EMEA CMOs doubling responsibility for sales enablement
New research reveals that the number of Chief Marketing Officers (CMOs) taking responsibility for sales enablement in EMEA has doubled in the past year. This trend, indicating a greater interdepartmental collaboration and a break from operational siloes, has emerged in a study conducted collaboratively by Seismic and LXA.
The exploration uncovers that the number of CMOs accountable for sales enablement has jumped from 10% in 2022 to 19% in 2023. Winnie Palmer, Head of Marketing EMEA at Seismic, explained the implications of this shift: "With many businesses working to achieve greater effectiveness and efficiency, enablement provides the necessary operational muscle to deliver on these objectives. Sales, marketing and revenue operations' skills and knowledge alignment has welcomed greater collaboration between the functions, with all teams sharing experience in tech, content, data, and coaching. This accelerates go-to-market (GTM) functionality."

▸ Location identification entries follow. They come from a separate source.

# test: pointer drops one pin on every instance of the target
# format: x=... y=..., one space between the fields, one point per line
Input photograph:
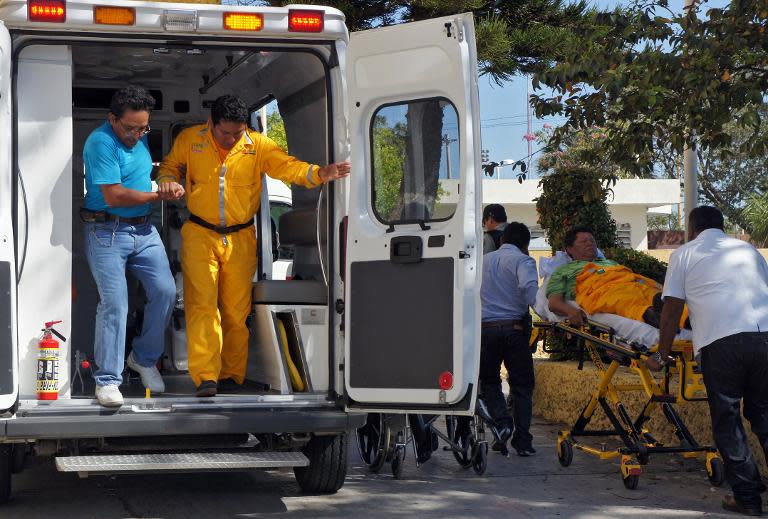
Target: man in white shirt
x=724 y=281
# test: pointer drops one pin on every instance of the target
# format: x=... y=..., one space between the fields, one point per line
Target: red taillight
x=446 y=380
x=302 y=20
x=47 y=10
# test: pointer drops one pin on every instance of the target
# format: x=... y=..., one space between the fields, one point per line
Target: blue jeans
x=111 y=247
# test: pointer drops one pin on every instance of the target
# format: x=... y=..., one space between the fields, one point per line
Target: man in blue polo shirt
x=119 y=235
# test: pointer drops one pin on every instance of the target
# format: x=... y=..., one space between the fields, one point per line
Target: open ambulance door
x=413 y=257
x=8 y=358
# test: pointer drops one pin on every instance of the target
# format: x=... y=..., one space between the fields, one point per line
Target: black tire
x=565 y=454
x=717 y=476
x=6 y=464
x=631 y=481
x=373 y=441
x=479 y=457
x=463 y=456
x=398 y=460
x=327 y=465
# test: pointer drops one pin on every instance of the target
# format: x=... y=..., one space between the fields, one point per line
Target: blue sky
x=503 y=110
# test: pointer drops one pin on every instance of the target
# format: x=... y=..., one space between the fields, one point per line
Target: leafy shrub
x=574 y=198
x=640 y=262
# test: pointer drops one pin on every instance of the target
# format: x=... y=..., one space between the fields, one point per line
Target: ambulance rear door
x=8 y=354
x=413 y=254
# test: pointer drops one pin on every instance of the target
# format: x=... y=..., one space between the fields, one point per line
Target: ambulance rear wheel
x=479 y=457
x=6 y=464
x=565 y=454
x=398 y=460
x=327 y=465
x=373 y=441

In fact, evidence suggests that more EMEA CMOs taking the helm of sales enablement leads to more interactions with customers before finalising deals. On average, this equates to 12 occurrences, compared to the total respondent average of 9.8. Fundamentally, this emphasises the importance of marketing's involvement early on in the customer journey.
Furthermore, cross-departmental collaboration is showing promising signs of beneficial outcomes as companies adapt to a GTM operating model. There has been an increase from 69% in 2022, to 75% in 2023, of respondents agreeing they have successful processes, procedures and metrics to track the impact of sales enablement and operations. Primary focus areas include sales data management and quality (17%), and CRM support (27%). As a result of their trust in sales enablement and operations, over half (52%) of organisations intend to expand this function in the next year, while only 7% expect to reduce it.

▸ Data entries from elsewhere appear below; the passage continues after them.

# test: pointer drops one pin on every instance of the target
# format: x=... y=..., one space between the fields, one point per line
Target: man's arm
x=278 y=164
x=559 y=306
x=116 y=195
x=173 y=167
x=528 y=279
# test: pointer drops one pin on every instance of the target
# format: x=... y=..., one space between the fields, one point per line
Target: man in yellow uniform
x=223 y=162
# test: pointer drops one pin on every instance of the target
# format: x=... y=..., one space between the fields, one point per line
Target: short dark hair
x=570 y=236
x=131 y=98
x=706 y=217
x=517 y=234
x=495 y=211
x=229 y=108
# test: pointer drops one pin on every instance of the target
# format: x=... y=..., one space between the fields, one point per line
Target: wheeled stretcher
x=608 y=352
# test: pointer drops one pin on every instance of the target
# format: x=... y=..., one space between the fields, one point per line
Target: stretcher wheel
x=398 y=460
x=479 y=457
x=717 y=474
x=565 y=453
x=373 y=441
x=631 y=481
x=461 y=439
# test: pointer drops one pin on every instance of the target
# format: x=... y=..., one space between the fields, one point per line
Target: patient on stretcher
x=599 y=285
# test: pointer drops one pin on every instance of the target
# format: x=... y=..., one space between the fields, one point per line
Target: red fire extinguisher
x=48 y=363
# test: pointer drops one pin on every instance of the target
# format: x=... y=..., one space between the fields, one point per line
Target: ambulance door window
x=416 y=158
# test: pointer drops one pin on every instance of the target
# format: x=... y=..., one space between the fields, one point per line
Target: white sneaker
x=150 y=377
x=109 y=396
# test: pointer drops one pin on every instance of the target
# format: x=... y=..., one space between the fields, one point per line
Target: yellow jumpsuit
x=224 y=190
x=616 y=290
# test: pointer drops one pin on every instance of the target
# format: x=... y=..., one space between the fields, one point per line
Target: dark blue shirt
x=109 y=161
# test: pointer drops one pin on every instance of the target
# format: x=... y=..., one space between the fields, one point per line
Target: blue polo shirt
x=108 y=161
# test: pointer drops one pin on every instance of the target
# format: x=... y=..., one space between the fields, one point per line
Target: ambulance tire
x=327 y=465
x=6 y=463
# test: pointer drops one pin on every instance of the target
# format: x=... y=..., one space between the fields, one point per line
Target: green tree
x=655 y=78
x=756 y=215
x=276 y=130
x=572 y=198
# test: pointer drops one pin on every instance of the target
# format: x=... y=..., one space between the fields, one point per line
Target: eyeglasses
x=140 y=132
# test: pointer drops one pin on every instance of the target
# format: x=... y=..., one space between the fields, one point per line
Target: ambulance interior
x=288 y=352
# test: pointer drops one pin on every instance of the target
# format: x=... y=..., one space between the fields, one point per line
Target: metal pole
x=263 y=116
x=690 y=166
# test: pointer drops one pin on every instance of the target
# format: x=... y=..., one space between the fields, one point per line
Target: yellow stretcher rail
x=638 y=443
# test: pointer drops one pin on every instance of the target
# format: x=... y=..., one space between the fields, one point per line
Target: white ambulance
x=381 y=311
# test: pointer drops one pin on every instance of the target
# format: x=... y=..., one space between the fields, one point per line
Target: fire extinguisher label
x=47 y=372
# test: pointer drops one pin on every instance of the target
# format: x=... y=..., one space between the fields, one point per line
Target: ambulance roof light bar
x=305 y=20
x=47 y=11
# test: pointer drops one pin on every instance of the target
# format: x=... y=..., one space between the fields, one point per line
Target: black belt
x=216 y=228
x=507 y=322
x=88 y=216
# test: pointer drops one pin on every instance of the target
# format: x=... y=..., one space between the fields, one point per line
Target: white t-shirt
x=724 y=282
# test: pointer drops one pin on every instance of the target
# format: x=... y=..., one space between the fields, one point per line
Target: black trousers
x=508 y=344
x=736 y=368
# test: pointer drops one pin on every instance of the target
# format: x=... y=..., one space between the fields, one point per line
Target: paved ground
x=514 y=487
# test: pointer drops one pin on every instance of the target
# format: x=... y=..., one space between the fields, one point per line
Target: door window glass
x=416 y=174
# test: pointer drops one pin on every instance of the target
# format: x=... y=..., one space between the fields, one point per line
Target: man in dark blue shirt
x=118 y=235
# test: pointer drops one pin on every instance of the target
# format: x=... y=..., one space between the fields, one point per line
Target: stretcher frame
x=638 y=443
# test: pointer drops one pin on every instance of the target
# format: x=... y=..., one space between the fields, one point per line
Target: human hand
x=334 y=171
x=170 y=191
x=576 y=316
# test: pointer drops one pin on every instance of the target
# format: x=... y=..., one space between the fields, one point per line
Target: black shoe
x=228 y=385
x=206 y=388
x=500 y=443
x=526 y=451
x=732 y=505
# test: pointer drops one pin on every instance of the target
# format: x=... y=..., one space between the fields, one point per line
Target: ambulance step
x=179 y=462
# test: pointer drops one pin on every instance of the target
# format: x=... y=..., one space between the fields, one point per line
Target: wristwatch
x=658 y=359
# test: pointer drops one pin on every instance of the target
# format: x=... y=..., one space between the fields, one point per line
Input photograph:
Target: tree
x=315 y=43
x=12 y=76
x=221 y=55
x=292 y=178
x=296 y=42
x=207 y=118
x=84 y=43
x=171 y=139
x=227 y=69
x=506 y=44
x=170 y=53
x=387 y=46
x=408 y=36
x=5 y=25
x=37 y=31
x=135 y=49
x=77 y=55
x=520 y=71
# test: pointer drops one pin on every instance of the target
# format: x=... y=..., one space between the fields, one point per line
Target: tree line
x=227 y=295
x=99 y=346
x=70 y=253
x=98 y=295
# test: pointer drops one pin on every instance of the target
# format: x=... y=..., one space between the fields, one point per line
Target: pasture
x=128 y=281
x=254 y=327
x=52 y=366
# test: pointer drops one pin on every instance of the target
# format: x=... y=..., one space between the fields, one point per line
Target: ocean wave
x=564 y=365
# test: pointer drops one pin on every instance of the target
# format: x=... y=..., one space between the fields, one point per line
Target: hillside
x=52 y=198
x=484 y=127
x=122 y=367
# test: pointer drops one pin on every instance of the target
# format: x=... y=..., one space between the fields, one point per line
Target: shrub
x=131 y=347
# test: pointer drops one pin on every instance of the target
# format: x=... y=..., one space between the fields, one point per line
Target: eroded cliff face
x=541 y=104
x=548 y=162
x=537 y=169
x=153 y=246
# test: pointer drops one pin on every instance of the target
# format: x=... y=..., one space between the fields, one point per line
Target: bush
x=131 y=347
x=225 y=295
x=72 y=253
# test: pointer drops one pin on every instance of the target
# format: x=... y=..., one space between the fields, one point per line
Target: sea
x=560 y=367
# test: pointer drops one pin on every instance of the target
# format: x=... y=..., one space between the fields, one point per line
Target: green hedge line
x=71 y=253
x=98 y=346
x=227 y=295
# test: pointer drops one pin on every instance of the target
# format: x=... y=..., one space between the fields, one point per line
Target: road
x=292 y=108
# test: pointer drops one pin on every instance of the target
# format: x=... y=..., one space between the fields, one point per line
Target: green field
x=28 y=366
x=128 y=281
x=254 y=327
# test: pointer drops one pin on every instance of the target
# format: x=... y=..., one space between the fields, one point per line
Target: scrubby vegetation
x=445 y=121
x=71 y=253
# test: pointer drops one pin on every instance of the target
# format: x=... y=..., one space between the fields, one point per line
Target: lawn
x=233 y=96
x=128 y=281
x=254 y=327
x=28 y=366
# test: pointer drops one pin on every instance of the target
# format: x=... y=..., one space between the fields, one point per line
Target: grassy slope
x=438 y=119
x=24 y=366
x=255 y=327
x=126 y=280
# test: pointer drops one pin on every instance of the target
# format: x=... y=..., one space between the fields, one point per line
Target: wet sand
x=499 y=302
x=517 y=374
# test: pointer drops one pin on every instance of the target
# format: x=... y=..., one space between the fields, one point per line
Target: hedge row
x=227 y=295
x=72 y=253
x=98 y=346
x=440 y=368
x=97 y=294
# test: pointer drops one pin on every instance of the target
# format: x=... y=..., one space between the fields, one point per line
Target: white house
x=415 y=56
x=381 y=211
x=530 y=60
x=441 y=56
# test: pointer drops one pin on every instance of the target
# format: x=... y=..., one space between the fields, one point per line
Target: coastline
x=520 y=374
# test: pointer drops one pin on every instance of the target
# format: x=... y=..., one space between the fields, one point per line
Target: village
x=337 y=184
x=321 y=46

However, possessing a more collective GTM operation signifies different stages of maturation for various regions. As Palmer remarks, "in the US market, we've already experienced the trend of enablement ownership moving between marketing and sales." But she stresses that irrespective of which division takes charge, the main objective is to ensure dedicated ownership that encourages collaboration across all GTM teams.

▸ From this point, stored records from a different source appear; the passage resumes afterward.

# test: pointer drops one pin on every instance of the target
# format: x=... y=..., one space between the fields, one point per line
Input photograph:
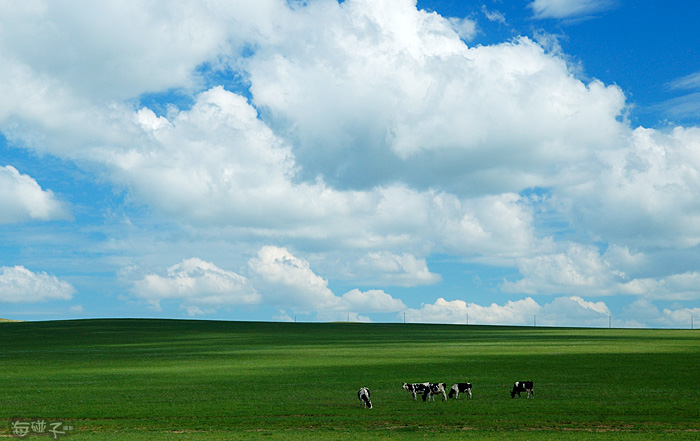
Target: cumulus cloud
x=398 y=270
x=569 y=311
x=392 y=92
x=22 y=199
x=196 y=283
x=369 y=131
x=20 y=285
x=289 y=282
x=456 y=311
x=569 y=8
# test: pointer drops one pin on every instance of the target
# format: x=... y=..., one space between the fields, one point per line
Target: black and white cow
x=435 y=388
x=522 y=386
x=363 y=396
x=458 y=388
x=416 y=388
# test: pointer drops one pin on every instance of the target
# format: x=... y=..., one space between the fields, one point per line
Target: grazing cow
x=416 y=388
x=435 y=388
x=522 y=386
x=458 y=388
x=363 y=396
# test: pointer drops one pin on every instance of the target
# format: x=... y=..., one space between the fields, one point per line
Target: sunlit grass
x=163 y=379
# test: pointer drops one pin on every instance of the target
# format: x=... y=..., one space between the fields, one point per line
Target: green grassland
x=170 y=379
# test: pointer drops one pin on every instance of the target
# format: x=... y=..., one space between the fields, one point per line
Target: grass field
x=192 y=380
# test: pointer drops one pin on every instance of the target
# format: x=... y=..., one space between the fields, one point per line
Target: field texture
x=192 y=380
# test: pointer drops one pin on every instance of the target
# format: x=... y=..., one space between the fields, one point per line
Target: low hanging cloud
x=20 y=285
x=22 y=199
x=196 y=283
x=582 y=270
x=289 y=282
x=276 y=278
x=397 y=270
x=572 y=311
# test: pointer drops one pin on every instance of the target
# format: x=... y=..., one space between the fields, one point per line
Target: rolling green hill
x=170 y=379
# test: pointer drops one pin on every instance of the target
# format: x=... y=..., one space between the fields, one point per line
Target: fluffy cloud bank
x=366 y=135
x=197 y=283
x=573 y=310
x=276 y=278
x=20 y=285
x=22 y=199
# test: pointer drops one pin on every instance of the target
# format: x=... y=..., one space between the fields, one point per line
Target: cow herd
x=429 y=390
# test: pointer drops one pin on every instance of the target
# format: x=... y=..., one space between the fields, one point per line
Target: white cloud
x=393 y=90
x=464 y=27
x=495 y=16
x=562 y=311
x=688 y=82
x=289 y=282
x=579 y=269
x=399 y=270
x=569 y=8
x=20 y=285
x=22 y=199
x=517 y=312
x=196 y=283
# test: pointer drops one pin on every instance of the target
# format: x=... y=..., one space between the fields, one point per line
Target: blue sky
x=440 y=161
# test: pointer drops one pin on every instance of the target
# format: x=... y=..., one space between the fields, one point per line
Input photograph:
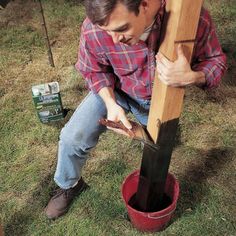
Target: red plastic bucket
x=150 y=221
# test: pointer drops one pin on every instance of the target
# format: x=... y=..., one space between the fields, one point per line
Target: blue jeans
x=82 y=132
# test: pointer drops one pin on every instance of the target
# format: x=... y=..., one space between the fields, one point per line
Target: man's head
x=124 y=20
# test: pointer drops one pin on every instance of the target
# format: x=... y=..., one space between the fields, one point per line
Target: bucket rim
x=166 y=211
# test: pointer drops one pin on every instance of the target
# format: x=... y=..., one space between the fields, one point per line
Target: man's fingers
x=163 y=60
x=126 y=123
x=180 y=51
x=119 y=131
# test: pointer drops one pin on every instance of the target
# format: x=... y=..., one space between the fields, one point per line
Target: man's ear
x=145 y=4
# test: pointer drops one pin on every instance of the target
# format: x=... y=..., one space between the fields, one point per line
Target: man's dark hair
x=99 y=11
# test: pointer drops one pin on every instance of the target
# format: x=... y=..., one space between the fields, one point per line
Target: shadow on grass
x=17 y=224
x=193 y=185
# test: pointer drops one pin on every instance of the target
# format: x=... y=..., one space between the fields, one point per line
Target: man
x=117 y=57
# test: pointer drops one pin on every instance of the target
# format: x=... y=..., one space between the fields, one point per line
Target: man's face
x=124 y=26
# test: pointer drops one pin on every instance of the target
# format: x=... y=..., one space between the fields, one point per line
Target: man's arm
x=98 y=73
x=209 y=62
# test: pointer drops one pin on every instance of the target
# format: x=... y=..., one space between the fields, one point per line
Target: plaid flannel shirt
x=132 y=68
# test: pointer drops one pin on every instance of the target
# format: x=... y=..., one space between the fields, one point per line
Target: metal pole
x=50 y=56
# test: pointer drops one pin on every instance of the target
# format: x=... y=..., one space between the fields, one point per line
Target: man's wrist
x=199 y=78
x=108 y=96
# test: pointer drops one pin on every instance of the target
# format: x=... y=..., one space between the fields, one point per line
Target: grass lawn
x=203 y=160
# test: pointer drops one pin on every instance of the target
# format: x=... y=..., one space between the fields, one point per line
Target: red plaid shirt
x=131 y=68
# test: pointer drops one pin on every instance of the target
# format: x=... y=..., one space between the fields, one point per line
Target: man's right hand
x=114 y=111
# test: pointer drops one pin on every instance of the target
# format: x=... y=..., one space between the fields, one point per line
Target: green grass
x=203 y=159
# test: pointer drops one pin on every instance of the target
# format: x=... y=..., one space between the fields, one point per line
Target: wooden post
x=1 y=231
x=180 y=26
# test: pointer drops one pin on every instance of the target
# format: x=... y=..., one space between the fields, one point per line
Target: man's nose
x=116 y=37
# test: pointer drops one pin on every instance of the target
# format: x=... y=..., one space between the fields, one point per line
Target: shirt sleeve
x=93 y=64
x=208 y=55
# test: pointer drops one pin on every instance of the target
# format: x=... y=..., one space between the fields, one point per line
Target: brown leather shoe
x=60 y=202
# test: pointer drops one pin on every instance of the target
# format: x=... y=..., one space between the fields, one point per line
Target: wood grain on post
x=181 y=22
x=180 y=26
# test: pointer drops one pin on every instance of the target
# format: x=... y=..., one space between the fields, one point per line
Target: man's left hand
x=177 y=73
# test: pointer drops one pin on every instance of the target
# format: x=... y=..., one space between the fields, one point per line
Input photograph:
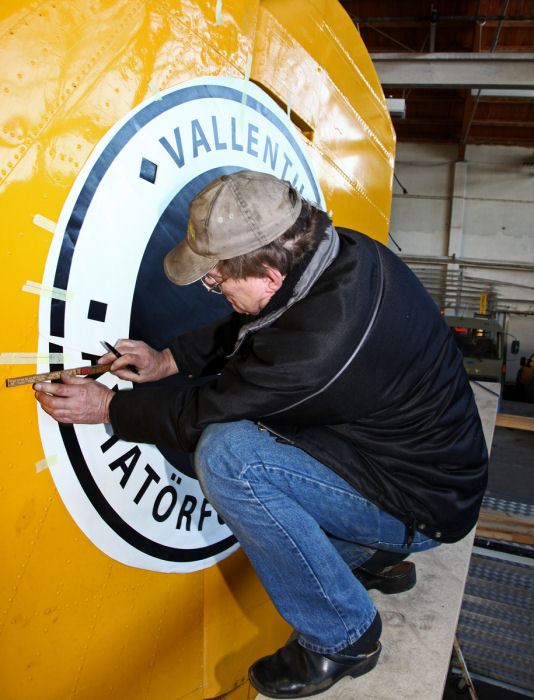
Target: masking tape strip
x=52 y=292
x=45 y=223
x=32 y=358
x=154 y=89
x=45 y=463
x=218 y=13
x=245 y=89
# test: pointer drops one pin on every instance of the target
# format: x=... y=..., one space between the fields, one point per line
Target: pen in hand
x=110 y=347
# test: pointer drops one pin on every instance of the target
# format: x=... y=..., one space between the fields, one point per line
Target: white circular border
x=119 y=206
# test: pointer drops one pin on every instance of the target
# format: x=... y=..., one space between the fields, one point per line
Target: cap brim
x=182 y=266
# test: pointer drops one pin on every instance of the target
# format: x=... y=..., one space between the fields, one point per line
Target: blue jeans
x=302 y=527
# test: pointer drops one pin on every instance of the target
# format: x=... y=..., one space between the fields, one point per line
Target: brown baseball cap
x=233 y=215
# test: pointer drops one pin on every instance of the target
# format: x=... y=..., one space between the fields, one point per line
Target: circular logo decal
x=139 y=503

Palmer continues, highlighting that EMEA organisations lag behind their US counterparts when it comes to enablement ownership and accountability. "Therefore, as their go-to-market function matures, we can expect this maturity curve to be replicated, whereby EMEA catches up with the US market and reaches a sweet spot in managing enablement more effectively."
This research offers invaluable insights into current marketing and sales operational trends, exploring how changing responsibility dynamics may impact each function's effectiveness. The spotlight on closer collaboration between departments may herald the end of operational siloes and a step towards more integrated working practices.